The Federal Market Open Committee on its September meeting decided to undertake an open ended Quantitative Easing Program. The Fed launched its newest QE , or QEX as it is being called because of its open ended nature, in addition to keeping operation Twist operational. The Federal Reserve will buy 40 Billion dollars worth of mortgage backed securities every month until they see “sustained improvement in the labor market”. The Fed’s Chairman Bernanke also said that the Central Bank will undergo even bigger stimulus if conditions do not improve. The Central Bank also extended its commitment to keep rates exceptionally low until at least 2015.
The Fed here is basically counting on its theory being correct and is willing to print unlimited amounts of money until its proven correct, a very dangerous way of thinking in my opinion. The theory goes something like this: printing money will create a “wealth effect”. The Fed’s buying of MBS will lower rates on mortgages making houses more affordable and leading to more people buying houses, fueling GDP with their spending. The second wealth effect comes through the rising stock market, as people’s portfolio worth increases they may be more willing to spend their new found “wealth”. But the Fed has yet to explain why the previous QE actions did not substitutionally help the labor market and consequently why this newest action will help where they have failed.
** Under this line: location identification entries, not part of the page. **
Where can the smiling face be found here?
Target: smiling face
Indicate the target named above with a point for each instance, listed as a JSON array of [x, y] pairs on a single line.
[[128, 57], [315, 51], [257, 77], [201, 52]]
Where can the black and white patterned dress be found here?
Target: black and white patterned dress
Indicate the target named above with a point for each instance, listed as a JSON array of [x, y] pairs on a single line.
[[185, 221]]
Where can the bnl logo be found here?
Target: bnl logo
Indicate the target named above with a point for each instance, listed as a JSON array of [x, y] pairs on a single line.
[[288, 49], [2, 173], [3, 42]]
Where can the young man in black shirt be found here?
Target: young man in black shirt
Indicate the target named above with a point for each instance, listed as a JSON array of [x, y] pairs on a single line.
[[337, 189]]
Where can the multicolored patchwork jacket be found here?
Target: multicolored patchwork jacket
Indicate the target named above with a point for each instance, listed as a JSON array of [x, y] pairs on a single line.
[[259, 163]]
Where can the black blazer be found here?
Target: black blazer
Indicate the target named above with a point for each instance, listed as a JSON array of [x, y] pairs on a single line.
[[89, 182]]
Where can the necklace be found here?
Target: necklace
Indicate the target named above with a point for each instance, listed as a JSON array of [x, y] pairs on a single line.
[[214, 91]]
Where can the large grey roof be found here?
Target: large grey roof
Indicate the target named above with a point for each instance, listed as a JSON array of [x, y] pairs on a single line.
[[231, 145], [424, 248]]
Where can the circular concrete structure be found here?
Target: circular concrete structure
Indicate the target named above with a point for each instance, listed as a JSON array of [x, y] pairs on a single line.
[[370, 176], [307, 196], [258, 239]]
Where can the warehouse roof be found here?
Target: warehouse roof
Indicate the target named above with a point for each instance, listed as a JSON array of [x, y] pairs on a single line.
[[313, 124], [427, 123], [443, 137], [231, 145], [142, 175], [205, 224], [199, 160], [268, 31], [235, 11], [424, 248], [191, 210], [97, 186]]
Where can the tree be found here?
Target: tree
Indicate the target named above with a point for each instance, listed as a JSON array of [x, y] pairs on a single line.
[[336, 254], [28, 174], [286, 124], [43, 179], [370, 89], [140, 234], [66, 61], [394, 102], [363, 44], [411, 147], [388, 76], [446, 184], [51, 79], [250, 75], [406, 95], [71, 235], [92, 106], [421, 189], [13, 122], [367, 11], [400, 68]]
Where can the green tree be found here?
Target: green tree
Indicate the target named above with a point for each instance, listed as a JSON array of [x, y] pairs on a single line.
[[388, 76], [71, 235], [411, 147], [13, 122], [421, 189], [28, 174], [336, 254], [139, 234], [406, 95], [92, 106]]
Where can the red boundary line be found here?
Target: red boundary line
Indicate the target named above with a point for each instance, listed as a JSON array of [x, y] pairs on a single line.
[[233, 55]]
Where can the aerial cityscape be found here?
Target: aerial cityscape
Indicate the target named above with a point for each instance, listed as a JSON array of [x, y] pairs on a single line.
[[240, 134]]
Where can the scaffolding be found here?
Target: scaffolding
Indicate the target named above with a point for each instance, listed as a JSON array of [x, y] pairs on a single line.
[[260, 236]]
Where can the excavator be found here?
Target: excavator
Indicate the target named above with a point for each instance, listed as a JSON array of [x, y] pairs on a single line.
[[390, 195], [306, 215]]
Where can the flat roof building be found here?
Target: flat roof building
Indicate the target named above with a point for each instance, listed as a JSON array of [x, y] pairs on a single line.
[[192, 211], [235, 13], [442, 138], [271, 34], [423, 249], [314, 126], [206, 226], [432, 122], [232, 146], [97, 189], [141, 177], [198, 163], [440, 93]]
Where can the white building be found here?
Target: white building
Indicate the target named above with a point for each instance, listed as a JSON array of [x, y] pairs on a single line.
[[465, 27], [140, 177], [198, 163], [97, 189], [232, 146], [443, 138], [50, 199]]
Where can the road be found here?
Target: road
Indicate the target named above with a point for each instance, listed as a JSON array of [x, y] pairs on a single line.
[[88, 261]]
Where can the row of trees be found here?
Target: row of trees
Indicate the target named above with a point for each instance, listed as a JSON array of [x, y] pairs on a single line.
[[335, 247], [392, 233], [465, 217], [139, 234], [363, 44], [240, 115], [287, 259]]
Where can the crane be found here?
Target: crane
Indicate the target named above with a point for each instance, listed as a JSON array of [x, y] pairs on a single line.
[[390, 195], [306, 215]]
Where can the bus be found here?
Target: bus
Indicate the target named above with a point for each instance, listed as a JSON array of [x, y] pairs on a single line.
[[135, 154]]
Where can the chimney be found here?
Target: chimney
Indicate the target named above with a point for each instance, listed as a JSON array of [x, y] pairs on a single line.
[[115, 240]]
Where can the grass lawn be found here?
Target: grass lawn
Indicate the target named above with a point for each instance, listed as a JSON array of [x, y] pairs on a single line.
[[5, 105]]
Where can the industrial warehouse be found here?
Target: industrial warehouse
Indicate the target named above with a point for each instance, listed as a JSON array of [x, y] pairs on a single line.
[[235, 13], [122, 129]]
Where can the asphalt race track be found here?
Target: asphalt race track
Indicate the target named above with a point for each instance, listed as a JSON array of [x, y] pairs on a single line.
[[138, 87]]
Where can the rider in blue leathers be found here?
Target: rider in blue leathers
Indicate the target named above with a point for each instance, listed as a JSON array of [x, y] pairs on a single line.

“This is a Main Street policy, because what we’re about here is trying to get jobs going” Bernanke said and added: “We’re trying to create more employment. We’re trying to meet our maximum employment mandate, so that’s the objective.”
The Fed’s newest policy risks sparking inflation. Yesterday inflation expectations as measured by the break even rate for the 5 Year TIPS (Treasury Inflation Protected Securities) rose to their highest level since May 2011. They currently stand at 2.21% compared to 1.92% on August 30. Inflation as measured by the Fed’s preferred measure, the CPE, has not yet materialized in a big way and is hovering close to the Fed’s 2% target.
The low inflation was cited by Bernanke as one of the reasons or justifications for the FOMC action. The Fed has a dual mandate, price stability and employment and since there is no threat of inflation Bernanke said the Bank can focus on employment. But with inflation closely at their target right now, wouldn’t more QE now push it above the target?
The Central Bank slightly upgraded its projections on the economy, saying that growth will improve faster then the June outlook. The FOMC sees 2012 growth of 1.7-2% vs June’s forecast of 1.9-2.4%. For 2013 the Fed sees growth at 2.5-3% vs June’s 2.2-2.8% and for 2014 growth of 3-3.8% vs June’s 3-3.5%. On unemployment, the Bank sees the 2012 rate at 8-8.2%, unchanged from its June projection. For 2013 the Bank projects a rate of 7.6-7.9% vs June’s 7.5-8%. Finally for inflation, the Fed expects the PCE inflation for 2012 in the 1.7-1.8% range vs June’s 1.2-1.7%. For 2013 the Fed projects a PCE of 1.6-2% vs 1.5-2% in their June projection.